Dans le même temps, je ne peux pas dire que c’est mal réalisé. Décors, maquillage de démons et effets spéciaux sont superbes. Je reconnais même la supériorité dans l’écriture des personnages de Braga. Outre l’interprétation impeccable, instantanément avec ses dialogues, on croit à 100 % à l’histoire d’amour ancienne entre l’Amiral et le Docteur.

Mais quand je ne crois plus à ce qui m’est raconté, aussi brillant que puisse être le reste, la magie n’opère plus pour moi. Bref, juste la moyenne pour cet épisode, en espérant que la qualité scénaristique de la série va retrouver des couleurs la semaine prochaine.

LA CRITIQUE YR

Tandis que The Orville 03x01 Electric Sheep se voulait un épilogue (hélas un peu trop tardif) de The Orville 02x08+02x09 Identity, The Orville 03x02 Shadow Realms se présente comme le sequel de The Orville 02x10 Blood Of Patriots… dans lequel avait été signé le Lak’vai Pact of Tarazed 3 (une résolution qui actait la fin des hostilités entre l’Union et les Krills, et ouvrant sur la possibilité d’une alliance).

Résumé commenté

Voici donc enfin le premier bénéfice de cette nouvelle "entente" avec les théocrates fanatiques krills : la possibilité de traverser leur espace pour accéder au Naklav Sector, totalement inexploré. Le vice-amiral Paul Christie – qui se révélera être l’ex-mari de jeunesse (25 ans plus tôt) de la Dr Claire Finn – sera chargé de conduire les négociations pour la Planetary Union avec le même ambassadeur KTZ pour le compte des Krills (toujours interprété par l’excellent vétéran trekkien John Fleck). Ce dernier exigera une concession d’exploitation minière d’harcanium dans le système Obrall en contrepartie d’un droit de passage (dans un premier temps pour un seul vaisseau et moyennant le placement à bord d’un "tracking beacon" c’est-à-dire d’un mouchard).
En dépit de ces contraintes, l’équipage de l’USS Orville célèbrera cet événement par la plus incongrue des fêtes, tentant d’unir la carpe et le lapin. Des des Klingons à un dîner mondain, les Krills resteront d’autant plus hermétiques à ces festivités qu’ils ne feront pas mystère de leur impatience à vaincre les Kaylons (un péril justifiant leur alliance de circonstance et contre-nature avec l’Union) pour pouvoir reprendre ensuite leur "combat divin" contre toutes les formes de vie de l’univers (comme leur prescrit leur religion). Il est d’ailleurs ironique de voir que la PU n’a eu d’autre choix que de s’allier à une puissance exterminatrice (organique) pour contrer une autre puissance exterminatrice (synthétique)... De la pure realpolitik, quoique non dépourvue de nuances comme ne cesse de le dévoiler les épisodes…

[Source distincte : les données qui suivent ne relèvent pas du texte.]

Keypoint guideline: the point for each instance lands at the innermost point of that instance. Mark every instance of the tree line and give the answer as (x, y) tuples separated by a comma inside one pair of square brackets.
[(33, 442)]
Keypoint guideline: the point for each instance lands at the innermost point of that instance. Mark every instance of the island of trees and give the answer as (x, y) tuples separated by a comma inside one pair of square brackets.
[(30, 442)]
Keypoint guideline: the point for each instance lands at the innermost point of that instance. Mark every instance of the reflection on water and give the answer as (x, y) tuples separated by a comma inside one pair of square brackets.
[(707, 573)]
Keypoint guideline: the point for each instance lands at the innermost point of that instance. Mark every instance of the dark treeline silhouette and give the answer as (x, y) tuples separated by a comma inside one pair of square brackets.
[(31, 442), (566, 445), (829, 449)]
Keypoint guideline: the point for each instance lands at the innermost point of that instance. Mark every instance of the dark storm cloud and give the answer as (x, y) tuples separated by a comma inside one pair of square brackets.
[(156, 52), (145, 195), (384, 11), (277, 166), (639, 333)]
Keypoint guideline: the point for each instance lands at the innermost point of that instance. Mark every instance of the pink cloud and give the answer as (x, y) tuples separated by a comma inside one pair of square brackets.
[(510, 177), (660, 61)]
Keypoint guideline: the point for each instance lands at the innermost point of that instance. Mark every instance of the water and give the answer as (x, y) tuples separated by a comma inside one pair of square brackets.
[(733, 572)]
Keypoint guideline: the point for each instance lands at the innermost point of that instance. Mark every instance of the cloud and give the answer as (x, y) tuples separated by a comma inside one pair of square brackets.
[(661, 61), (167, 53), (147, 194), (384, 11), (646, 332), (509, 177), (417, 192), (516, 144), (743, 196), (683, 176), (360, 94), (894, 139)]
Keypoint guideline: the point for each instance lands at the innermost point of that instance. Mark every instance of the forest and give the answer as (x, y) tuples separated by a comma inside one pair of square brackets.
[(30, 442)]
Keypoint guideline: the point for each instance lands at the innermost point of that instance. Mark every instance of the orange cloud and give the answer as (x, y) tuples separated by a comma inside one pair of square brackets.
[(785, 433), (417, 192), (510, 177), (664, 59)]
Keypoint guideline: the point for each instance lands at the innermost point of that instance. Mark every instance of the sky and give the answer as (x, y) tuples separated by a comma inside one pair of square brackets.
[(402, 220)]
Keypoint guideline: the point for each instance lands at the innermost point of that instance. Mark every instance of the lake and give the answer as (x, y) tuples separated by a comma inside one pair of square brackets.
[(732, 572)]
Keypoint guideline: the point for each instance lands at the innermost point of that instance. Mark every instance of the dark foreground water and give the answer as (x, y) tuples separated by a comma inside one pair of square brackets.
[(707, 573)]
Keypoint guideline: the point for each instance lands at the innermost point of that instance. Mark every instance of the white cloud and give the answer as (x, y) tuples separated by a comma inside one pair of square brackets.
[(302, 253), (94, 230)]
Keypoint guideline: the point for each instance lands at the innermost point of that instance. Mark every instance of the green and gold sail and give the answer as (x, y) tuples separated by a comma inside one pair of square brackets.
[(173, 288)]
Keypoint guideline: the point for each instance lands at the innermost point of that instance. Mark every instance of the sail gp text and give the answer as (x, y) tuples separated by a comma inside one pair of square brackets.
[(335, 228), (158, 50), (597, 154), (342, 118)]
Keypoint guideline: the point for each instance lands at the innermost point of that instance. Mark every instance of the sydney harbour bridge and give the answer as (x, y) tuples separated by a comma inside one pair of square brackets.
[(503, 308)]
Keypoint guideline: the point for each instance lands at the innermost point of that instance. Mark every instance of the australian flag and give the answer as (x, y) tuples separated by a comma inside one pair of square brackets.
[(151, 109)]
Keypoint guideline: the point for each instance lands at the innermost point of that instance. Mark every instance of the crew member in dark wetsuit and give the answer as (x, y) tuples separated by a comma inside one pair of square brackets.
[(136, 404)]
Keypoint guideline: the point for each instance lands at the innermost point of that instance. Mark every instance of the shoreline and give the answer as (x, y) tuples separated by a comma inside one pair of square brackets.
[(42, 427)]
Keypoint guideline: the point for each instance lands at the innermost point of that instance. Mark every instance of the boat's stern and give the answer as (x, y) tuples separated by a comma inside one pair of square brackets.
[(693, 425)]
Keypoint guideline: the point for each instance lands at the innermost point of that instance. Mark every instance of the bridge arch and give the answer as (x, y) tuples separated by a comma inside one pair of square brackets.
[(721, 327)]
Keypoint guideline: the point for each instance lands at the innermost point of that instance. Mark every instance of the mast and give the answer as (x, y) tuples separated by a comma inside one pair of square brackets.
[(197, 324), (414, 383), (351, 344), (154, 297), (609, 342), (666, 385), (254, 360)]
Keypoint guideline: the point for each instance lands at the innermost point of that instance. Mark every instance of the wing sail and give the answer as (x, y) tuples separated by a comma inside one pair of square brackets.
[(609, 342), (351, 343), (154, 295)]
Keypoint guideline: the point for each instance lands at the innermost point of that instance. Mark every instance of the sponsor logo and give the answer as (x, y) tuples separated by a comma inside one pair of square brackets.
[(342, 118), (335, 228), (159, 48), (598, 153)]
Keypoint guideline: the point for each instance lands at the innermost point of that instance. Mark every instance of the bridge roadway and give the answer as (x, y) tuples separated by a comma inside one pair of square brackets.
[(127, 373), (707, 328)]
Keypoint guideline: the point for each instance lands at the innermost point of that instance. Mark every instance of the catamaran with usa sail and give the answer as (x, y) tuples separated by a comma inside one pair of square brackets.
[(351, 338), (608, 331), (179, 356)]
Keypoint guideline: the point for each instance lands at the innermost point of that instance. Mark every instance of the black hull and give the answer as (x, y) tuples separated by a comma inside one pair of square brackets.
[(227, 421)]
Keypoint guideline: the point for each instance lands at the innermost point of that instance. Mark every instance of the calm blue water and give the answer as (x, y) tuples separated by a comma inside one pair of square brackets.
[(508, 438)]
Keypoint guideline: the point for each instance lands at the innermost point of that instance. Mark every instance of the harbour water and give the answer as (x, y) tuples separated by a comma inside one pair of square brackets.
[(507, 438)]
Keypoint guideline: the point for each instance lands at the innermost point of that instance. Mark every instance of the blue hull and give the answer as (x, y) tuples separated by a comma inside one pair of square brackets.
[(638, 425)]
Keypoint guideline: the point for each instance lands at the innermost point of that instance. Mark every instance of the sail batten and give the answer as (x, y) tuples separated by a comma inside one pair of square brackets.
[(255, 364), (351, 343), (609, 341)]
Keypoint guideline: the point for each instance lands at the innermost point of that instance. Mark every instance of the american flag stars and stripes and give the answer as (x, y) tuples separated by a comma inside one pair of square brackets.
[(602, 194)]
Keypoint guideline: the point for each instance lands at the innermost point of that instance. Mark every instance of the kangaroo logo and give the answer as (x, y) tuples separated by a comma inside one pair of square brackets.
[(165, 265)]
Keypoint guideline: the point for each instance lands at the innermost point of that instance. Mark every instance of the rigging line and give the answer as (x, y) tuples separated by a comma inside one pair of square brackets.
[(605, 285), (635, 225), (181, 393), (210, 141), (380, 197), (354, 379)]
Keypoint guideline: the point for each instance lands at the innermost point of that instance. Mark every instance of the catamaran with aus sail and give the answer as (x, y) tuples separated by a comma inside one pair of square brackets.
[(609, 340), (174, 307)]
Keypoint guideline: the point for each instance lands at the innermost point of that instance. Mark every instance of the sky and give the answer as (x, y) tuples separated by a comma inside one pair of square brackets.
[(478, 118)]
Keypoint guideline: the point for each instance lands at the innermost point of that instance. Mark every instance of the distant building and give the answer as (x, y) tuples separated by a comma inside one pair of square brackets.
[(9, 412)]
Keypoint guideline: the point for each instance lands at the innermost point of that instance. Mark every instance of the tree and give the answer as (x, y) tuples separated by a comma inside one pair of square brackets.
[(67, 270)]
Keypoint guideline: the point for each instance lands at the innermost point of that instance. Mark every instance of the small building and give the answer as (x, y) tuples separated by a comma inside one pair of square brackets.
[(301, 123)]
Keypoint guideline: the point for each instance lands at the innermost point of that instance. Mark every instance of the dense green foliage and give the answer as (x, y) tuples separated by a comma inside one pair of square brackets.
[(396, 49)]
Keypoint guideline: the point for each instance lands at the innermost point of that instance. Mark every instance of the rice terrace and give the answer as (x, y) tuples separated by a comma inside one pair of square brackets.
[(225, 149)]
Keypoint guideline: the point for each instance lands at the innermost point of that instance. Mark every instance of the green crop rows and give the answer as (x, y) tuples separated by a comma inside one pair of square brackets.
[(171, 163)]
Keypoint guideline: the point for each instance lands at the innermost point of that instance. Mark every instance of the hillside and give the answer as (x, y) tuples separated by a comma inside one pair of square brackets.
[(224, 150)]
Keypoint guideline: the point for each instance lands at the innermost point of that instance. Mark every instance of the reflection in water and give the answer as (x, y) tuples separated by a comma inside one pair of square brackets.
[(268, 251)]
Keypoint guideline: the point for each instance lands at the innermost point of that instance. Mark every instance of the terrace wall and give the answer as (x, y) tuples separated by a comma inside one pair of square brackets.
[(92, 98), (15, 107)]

Mais parce que la soif d’exploration est autant inscrite dans l’ADN de The Orville que du real-Star Trek, l’attention de l’Union s’est immédiatement et en priorité portée sur le Kalarr Expanse, la zone la plus mystérieuse du Naklav Sector et aussi la plus opaque (un trou sans étoiles d’au moins 800 parsecs d’envergure). Les Krills auront eu beau user de toute leur autorité pour vaticiner les dix plaies d’Egypte si d’aventure l’USS Orville s’aventurait dans un espace dont leur livre sacré (l’Anhkana) annonce qu’il est hanté par des démons à huit yeux s’emparant des âmes innocentes en leur faisant commettre les dépravations les plus inqualifiables… rien n’y fera. Parce que le dogme trekkien/orvillien est trop profondément ancré dans l’esprit des héros, parce que l’appel exploratoire est aussi irrésistible que le chant des sirènes… et peut-être aussi parce que l’obscurantisme religieux des Krills ne crédibilise guère leur témoignage.
L’équipage convainc avec le plus grand empressement l’amiral Halsey de les laisser se plonger dans le Pandémonium promis par les Krills, et le vice-amiral Paul Christie renonce même à gagner l’Outpost 55 (où il était attendu) pour se joindre avec enthousiasme à l’expédition, y compris sur le terrain dans les "away teams". Après avoir traversé l’espace Krill, et contemplé un extraordinaire paysage spatial du Naklav Sector encore virginal pour eux, les protagonistes mettront le cap vers le néant — évoquant grandement les "voids" de ST VOY 05x01 Night et ST VOY 07x15 The Void...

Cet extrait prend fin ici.